TensorBoard is compatible with a Python web server standard called WSGI, the same standard used by Flask. Modal speaks WSGI too, so it’s straightforward to run TensorBoard in a Modal app.

We will attach the same Volume that we attached to our training function so that TensorBoard can read the logs. For this to work with Modal, we will first create some WSGI Middleware to check the Modal Volume for updates any time the page is reloaded.

class VolumeMiddleware:
    def __init__(self, app):
        self.app = app

    def __call__(self, environ, start_response):
        if (route := environ.get("PATH_INFO")) in ["/", "/modal-volume-reload"]:
            try:
                volume.reload()
            except Exception as e:
                print("Exception while re-loading traces: ", e)
            if route == "/modal-volume-reload":
                environ["PATH_INFO"] = "/"  # redirect
        return self.app(environ, start_response)

The WSGI app isn’t exposed directly through the TensorBoard library, but we can build it the same way it’s built internally — see the TensorBoard source code for details.

Note that the TensorBoard server runs in a different container.

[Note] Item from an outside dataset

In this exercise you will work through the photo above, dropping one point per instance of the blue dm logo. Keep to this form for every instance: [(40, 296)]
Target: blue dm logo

The server does not need GPU support. Note that this server will be exposed to the public internet!

@app.function(
    volumes={LOGDIR: volume},
    max_containers=1,  # single replica
    scaledown_window=5 * 60,  # five minute idle time
)
@modal.concurrent(max_inputs=100)  # 100 concurrent request threads
@modal.wsgi_app()
def tensorboard_app():
    import tensorboard

    board = tensorboard.program.TensorBoard()
    board.configure(logdir=LOGDIR)
    (data_provider, deprecated_multiplexer) = board._make_data_provider()
    wsgi_app = tensorboard.backend.application.TensorBoardWSGIApp(
        board.flags,
        board.plugin_loaders,
        data_provider,
        board.assets_zip_provider,
        deprecated_multiplexer,
        experimental_middlewares=[VolumeMiddleware],
    )
    return wsgi_app

Local entrypoint code

Let’s kick everything off. Everything runs in an ephemeral “app” that gets destroyed once it’s done. In order to keep the TensorBoard web server running, we sleep in an infinite loop until the user hits ctrl-c.

The script will take a few minutes to run, although each epoch is quite fast since it runs on a GPU. The first time you run it, it might have to build the image, which can take an additional few minutes.